Doch in Russland vergeht kaum ein Tag ohne Klagen über elementare Mängel an Bekleidung, an Essen, Medikamenten, Unterkünften, ja sogar an Waffen. Eine häufige Beschwerde ist auch, dass die Soldaten sich vieles selbst kaufen mussten. Ständig wird irgendwo für die Bedürfnisse der Front gesammelt, geschneidert und gewerkelt.

74 Prozent für Spar-Neujahr

Der Kreml soll es den regionalen Behörden selbst überlassen haben, was sie in diesem Kontext unternehmen, auch mit Blick auf Volkes Meinung. Und die Bevölkerung ist offenbar ganz und gar nicht in Champagnerlaune. Es kommt an, wenn derzeit nicht die Korken knallen, als sei nichts gewesen. Eine aktuelle Umfrage des staatlichen Meinungsforschungsinstituts WZIOM ergab, dass es 74 Prozent der Russen gutheißen, die Neujahrsfeierlichkeiten abzurüsten, wenn das Geld an die Soldaten geht. Als häufigster Grund (47%) wurde genannt, dass die Versorgung der Armee zu wünschen übrig lasse. Außerdem (24%) solle man in Kriegszeiten, wenn Menschen sterben, nicht feiern.

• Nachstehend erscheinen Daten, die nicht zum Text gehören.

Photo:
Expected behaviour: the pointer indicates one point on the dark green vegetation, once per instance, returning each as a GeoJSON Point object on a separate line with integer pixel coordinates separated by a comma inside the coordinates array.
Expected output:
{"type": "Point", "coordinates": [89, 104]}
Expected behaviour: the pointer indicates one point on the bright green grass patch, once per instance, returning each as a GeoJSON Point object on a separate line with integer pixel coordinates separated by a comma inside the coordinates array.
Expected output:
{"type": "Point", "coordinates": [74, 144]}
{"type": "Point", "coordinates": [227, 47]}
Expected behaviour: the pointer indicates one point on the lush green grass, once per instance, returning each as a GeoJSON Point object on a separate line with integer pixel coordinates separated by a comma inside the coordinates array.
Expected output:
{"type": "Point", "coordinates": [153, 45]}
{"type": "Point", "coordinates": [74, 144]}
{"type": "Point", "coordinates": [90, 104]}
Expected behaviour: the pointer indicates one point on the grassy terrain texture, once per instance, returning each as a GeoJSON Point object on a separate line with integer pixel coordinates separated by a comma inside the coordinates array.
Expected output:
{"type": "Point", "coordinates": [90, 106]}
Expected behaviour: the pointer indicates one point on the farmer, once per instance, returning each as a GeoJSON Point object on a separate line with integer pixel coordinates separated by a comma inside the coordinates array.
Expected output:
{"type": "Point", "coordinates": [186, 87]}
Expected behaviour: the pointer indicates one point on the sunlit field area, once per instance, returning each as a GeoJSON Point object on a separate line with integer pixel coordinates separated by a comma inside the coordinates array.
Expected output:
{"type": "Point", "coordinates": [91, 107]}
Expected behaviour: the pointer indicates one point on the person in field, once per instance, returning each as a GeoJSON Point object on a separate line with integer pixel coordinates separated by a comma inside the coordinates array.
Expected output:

Offen ist noch, was nun aus den üblicherweise besonders aufwändigen Festveranstaltungen in Moskau wird. Das Rathaus schweigt sich dazu bisher aus. In den vergangenen Jahren hatten allein das Festival „Reise nach Weihnachten“ und der Weihnachtsmarkt des GUM auf dem Roten Platz Millionen Besucher angelockt. Doch zuletzt war schon die ausschweifende Art und Weise, mit der in Moskau scheinbar ungerührt der 875. Stadtgeburtstag begangen wurde, vielen sauer aufgestoßen.